Are young women's futures 'off the radar'?

Thursday 30 January 2014

Pupils from disadvantaged backgrounds perform worse at GCSE, with the gap between rich and poor widening last year. That was the stark message from a report from Demos earlier this week. The news came following the release of the revised GCSE results last week, which also show how more than a third of young girls fail to get the 5 A*-C grades (including English and Maths) which are essential for getting jobs or moving into further and higher education.

The results have, as always, sparked debate about pupils’ performance and the best ways to make sure young people leave school with the basic skills they need.  But we still have concerns.  

Firstly, while it’s clear that, on average, girls consistently (with the exception of Maths), outperform boys at GCSE, the emphasis on boys’ poor outcomes that these figures attract completely overshadows the poor outcomes of so many girls and young women.  Last year more than 100,000 girls left school without the basic grades they need to get a job or move into further and higher education. 

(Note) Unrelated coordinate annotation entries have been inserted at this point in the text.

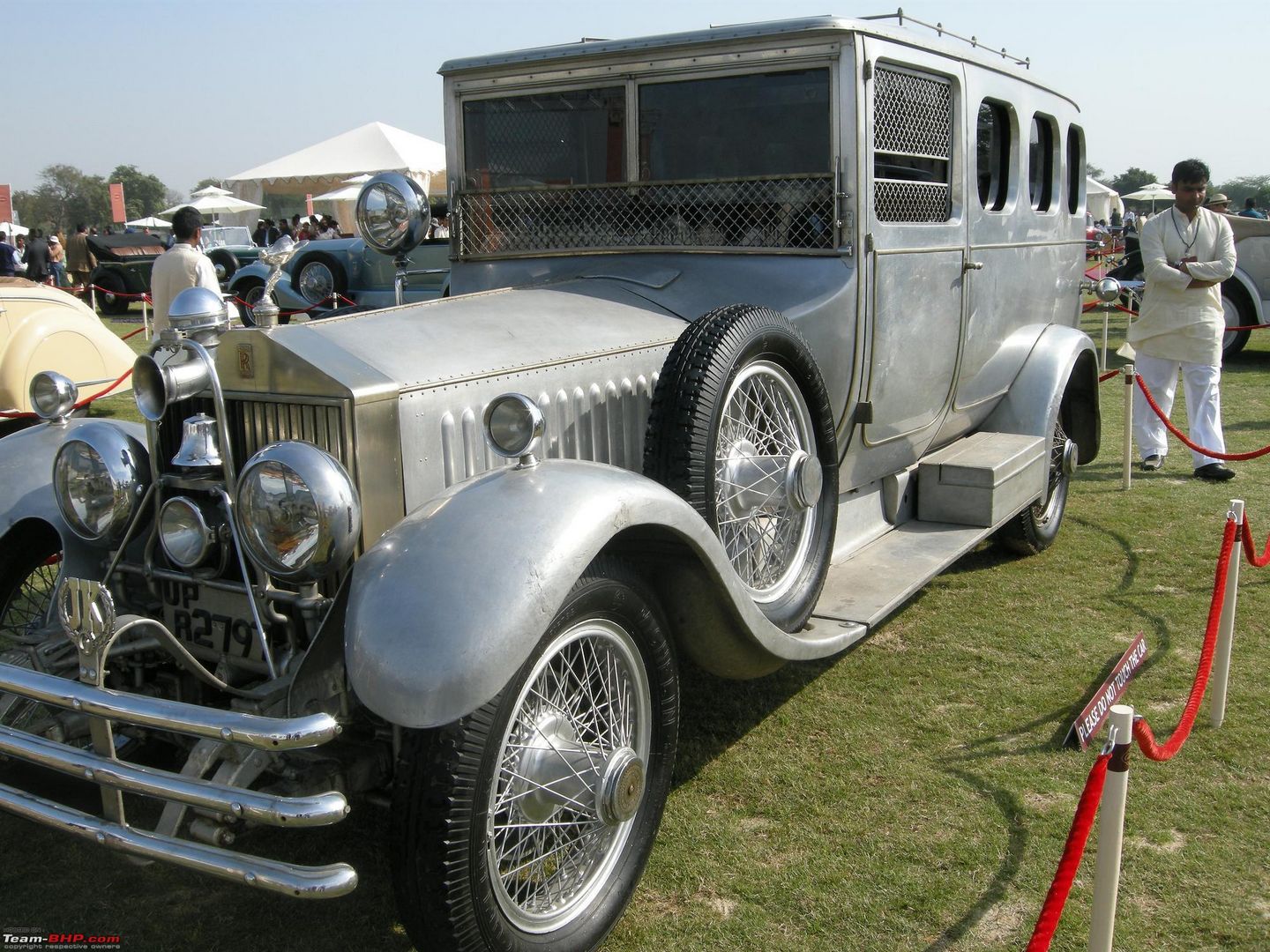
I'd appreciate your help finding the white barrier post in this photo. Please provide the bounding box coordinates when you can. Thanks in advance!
[1120,363,1135,488]
[1209,499,1244,727]
[1090,704,1132,952]
[1099,301,1111,373]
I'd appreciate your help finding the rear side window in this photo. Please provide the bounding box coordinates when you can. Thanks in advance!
[872,66,952,222]
[1067,126,1085,214]
[974,99,1013,212]
[464,86,626,190]
[639,69,833,182]
[1027,113,1056,212]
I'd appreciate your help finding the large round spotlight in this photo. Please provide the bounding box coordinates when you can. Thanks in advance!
[159,496,216,569]
[357,171,430,255]
[484,393,546,459]
[29,370,78,420]
[235,441,362,582]
[53,421,150,543]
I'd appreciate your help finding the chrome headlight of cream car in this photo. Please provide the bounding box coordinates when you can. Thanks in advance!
[53,423,150,543]
[235,441,362,582]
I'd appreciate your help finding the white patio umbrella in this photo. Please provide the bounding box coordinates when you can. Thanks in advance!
[159,194,265,214]
[1120,182,1174,214]
[123,214,171,228]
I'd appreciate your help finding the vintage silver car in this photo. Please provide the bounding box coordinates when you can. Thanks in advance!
[0,18,1114,949]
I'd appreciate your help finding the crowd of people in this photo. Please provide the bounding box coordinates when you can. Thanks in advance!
[0,225,96,288]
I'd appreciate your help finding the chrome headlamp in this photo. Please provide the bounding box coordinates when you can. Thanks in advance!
[484,393,546,465]
[234,441,362,582]
[159,496,216,569]
[28,370,78,420]
[355,171,430,255]
[53,421,150,543]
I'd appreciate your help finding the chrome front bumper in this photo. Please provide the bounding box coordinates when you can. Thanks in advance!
[0,663,357,899]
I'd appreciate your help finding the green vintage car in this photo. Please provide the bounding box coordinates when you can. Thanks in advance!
[87,225,260,314]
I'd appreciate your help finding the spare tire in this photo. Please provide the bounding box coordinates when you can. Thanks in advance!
[644,305,838,631]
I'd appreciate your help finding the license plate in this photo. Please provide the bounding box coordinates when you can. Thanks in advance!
[161,582,265,661]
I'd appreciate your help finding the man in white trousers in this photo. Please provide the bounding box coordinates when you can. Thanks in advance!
[1129,159,1235,481]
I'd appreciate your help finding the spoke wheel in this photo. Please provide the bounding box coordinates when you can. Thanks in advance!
[0,525,63,730]
[390,560,678,952]
[485,618,653,933]
[644,305,838,631]
[997,413,1077,554]
[715,361,818,603]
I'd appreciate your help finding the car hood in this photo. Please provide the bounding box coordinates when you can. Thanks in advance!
[226,279,686,396]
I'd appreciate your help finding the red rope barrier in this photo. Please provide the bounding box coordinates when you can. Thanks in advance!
[1132,373,1270,462]
[1027,753,1111,952]
[1132,519,1237,762]
[1244,523,1270,569]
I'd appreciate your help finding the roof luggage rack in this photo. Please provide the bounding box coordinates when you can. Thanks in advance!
[858,6,1031,70]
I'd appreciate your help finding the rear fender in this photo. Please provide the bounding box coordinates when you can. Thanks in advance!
[982,325,1102,464]
[346,459,854,727]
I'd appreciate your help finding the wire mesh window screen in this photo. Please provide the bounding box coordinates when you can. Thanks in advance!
[874,67,952,222]
[457,174,837,257]
[464,86,626,188]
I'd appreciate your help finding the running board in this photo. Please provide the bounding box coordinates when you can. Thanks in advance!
[811,519,995,628]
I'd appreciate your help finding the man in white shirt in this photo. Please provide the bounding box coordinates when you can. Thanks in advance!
[150,205,221,334]
[1129,159,1235,481]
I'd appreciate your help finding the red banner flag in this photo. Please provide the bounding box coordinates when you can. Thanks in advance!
[110,182,128,222]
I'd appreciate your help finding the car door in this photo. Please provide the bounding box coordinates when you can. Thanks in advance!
[843,37,967,485]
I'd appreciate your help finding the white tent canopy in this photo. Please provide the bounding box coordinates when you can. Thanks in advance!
[1085,178,1124,221]
[228,122,445,225]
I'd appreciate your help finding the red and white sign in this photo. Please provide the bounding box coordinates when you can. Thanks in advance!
[1067,635,1147,750]
[110,182,128,222]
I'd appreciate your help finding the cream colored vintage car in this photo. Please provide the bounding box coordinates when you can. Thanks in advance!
[0,278,136,434]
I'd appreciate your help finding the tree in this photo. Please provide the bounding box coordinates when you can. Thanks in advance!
[1214,175,1270,212]
[12,165,110,231]
[1111,165,1155,196]
[109,165,168,219]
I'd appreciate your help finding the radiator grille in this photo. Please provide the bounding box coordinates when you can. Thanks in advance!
[226,400,355,473]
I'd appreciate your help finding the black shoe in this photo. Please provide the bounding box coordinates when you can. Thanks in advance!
[1195,464,1235,482]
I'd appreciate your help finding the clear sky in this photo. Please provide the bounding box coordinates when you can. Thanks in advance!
[0,0,1270,193]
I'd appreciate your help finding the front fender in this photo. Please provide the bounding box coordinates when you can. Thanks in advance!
[982,324,1102,464]
[346,459,860,727]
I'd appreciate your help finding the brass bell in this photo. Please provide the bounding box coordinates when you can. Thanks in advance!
[171,413,221,470]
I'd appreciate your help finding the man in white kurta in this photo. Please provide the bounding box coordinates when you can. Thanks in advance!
[1129,159,1235,480]
[150,205,221,334]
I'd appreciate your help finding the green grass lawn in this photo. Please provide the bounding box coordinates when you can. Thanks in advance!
[0,306,1270,952]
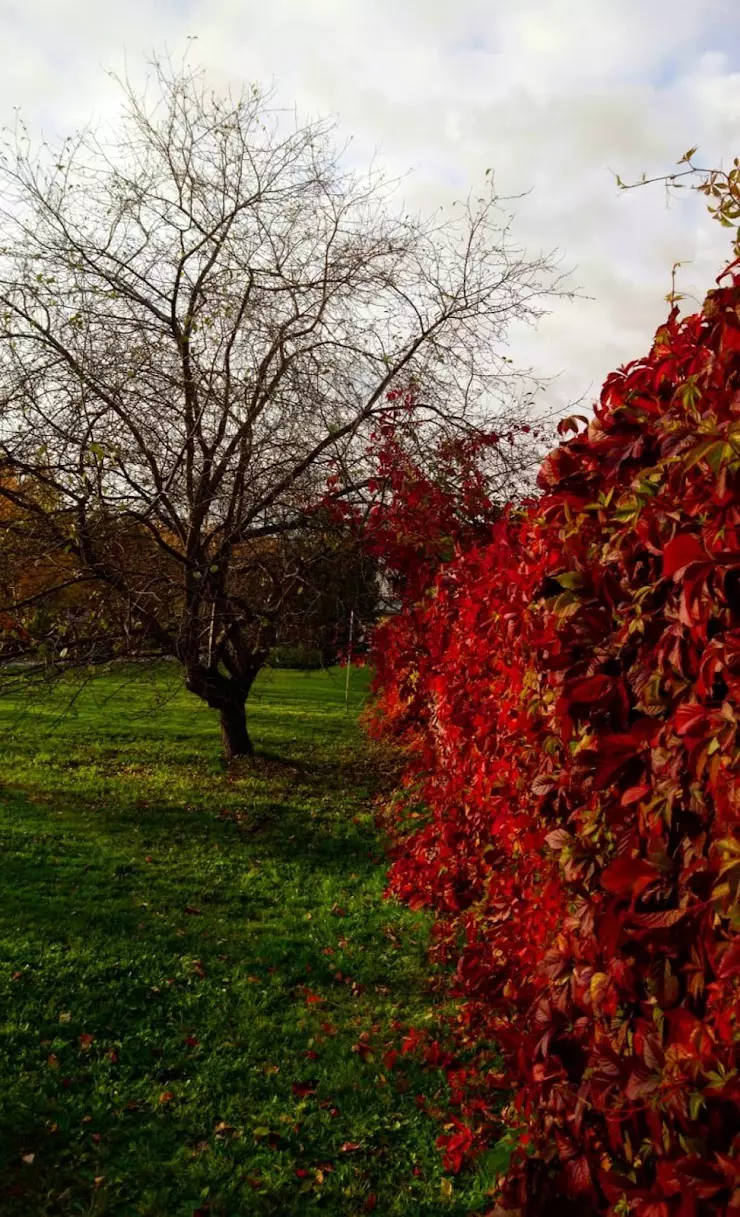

Secondly, the cuts to further education funding for 18 year olds in full-time study, also announced last week, will disproportionately affect the most disadvantaged students. The Government’s own estimates expect FE colleges will be among the worst-hit of all institutions – the very places that offer many young women a vital second chance to build their skills and qualifications after they have left school

And thirdly we are extremely concerned about the long term prospects of young women leaving school with such poor qualifications.  Many will face a future moving in and out of low paid jobs. This not only costs the country millions in terms of additional welfare payments but young women who face periods of unemployment at this age spend longer out of work and suffer greater impact on their future earnings than young men.  This has huge consequences for their mental health and the health of their families and children.  We are concerned that ignoring girls’ results risks forcing their futures off the radar.